3. Stratified Sampling for Data Splits

When your target variable is imbalanced, stratified sampling becomes crucial. This ensures that your train, validation, and test sets maintain the same proportion of classes as the original dataset.

Code

def check_imbalance(df, target_column, threshold=0.8):
    distribution = df[target_column].value_counts(normalize=True)
    if distribution.max() > threshold:
        print(f"Warning: The target variable is imbalanced. The majority class represents {distribution.max():.2%} of the data.")
        return True
    return False

is_imbalanced = check_imbalance(df, 'is_fan')

# If imbalanced, use stratified sampling
if is_imbalanced:
    X = df.drop('is_fan', axis=1)
    y = df['is_fan']
    X_train, X_test, y_train, y_test = train_test_split(X, y, test_size=0.2, stratify=y, random_state=42)
else:
    X_train, X_test, y_train, y_test = train_test_split(df.drop('is_fan', axis=1), df['is_fan'], test_size=0.2, random_state=42)

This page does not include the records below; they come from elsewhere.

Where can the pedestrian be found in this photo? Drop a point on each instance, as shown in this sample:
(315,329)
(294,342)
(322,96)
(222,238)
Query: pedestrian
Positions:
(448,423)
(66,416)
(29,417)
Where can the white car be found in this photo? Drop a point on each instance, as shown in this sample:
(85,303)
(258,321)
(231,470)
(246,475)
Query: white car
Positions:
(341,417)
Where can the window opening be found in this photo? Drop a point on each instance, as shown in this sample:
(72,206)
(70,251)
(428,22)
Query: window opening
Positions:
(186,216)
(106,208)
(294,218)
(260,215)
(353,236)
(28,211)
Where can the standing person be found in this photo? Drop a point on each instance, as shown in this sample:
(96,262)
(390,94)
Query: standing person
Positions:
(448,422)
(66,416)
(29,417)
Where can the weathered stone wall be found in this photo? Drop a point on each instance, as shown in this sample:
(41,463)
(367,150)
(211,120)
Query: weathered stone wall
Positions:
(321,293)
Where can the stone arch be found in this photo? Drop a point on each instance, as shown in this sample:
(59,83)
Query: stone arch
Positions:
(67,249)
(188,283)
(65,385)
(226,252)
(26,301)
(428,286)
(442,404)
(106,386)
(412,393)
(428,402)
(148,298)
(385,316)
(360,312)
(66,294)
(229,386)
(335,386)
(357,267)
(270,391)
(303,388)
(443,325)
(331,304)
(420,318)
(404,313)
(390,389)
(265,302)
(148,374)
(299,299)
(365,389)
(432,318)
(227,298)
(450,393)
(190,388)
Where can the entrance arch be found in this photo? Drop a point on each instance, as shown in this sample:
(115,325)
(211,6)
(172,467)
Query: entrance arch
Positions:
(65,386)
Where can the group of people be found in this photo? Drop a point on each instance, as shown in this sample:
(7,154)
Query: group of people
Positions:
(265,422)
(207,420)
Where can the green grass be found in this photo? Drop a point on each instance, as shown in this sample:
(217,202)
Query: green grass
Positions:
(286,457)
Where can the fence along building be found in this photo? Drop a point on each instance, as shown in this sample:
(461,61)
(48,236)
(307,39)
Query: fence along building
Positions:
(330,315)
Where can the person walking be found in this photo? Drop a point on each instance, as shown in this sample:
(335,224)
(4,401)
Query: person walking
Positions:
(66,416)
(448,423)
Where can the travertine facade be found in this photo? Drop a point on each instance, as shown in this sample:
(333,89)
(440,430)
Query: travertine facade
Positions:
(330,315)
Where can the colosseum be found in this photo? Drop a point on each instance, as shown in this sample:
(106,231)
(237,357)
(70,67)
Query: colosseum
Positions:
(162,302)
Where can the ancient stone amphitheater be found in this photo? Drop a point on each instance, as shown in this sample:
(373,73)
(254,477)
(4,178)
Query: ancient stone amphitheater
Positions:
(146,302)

print(f"Training set class distribution:\n{y_train.value_counts(normalize=True)}")
print(f"\nTest set class distribution:\n{y_test.value_counts(normalize=True)}")

Best Practices for Data Preprocessing

To avoid these issues and ensure robust models, follow these best practices:

Split your data first: Always split your data into train, validation, and test sets before any preprocessing.
Preprocess within cross-validation: Apply preprocessing steps only to the training data within each fold of cross-validation.
Use pipelines: Scikit-learn’s Pipeline class can help ensure that preprocessing steps are only applied to the training data.
Preserve test set integrity: Never use information from the test set for preprocessing or model development.

Here’s an example of how to properly split the data and apply preprocessing:

Code

from sklearn.ensemble import RandomForestClassifier
from sklearn.impute import SimpleImputer
from sklearn.metrics import accuracy_score
from sklearn.model_selection import train_test_split
from sklearn.pipeline import Pipeline
from sklearn.preprocessing import StandardScaler

# First, split the data
X = df.drop('is_fan', axis=1)
y = df['is_fan']

X_train, X_test, y_train, y_test = train_test_split(X, y, test_size=0.2, random_state=42)

# Create a preprocessing and modeling pipeline
pipeline = Pipeline([
    ('imputer', SimpleImputer(strategy='mean')),
    ('scaler', StandardScaler()),
    ('classifier', RandomForestClassifier(random_state=42))
])

# Fit the pipeline on the training data
pipeline.fit(X_train, y_train)

# Make predictions on the test set
y_pred = pipeline.predict(X_test)

# Evaluate the model
accuracy = accuracy_score(y_test, y_pred)
print(f"Model accuracy: {accuracy:.2f}")

Conclusion

Proper data splitting and careful preprocessing are crucial for developing robust and reliable machine learning models. By understanding the risks associated with premature preprocessing and following best practices, you can avoid data leakage, obtain realistic performance estimates, and build models that generalize well to new data.

Remember, the goal is not just to have a model that performs well on your test set, but one that will perform well on truly unseen data in real-world applications. By maintaining the integrity of your data splitting process and applying preprocessing steps correctly, you’ll be well on your way to mastering the art of machine learning.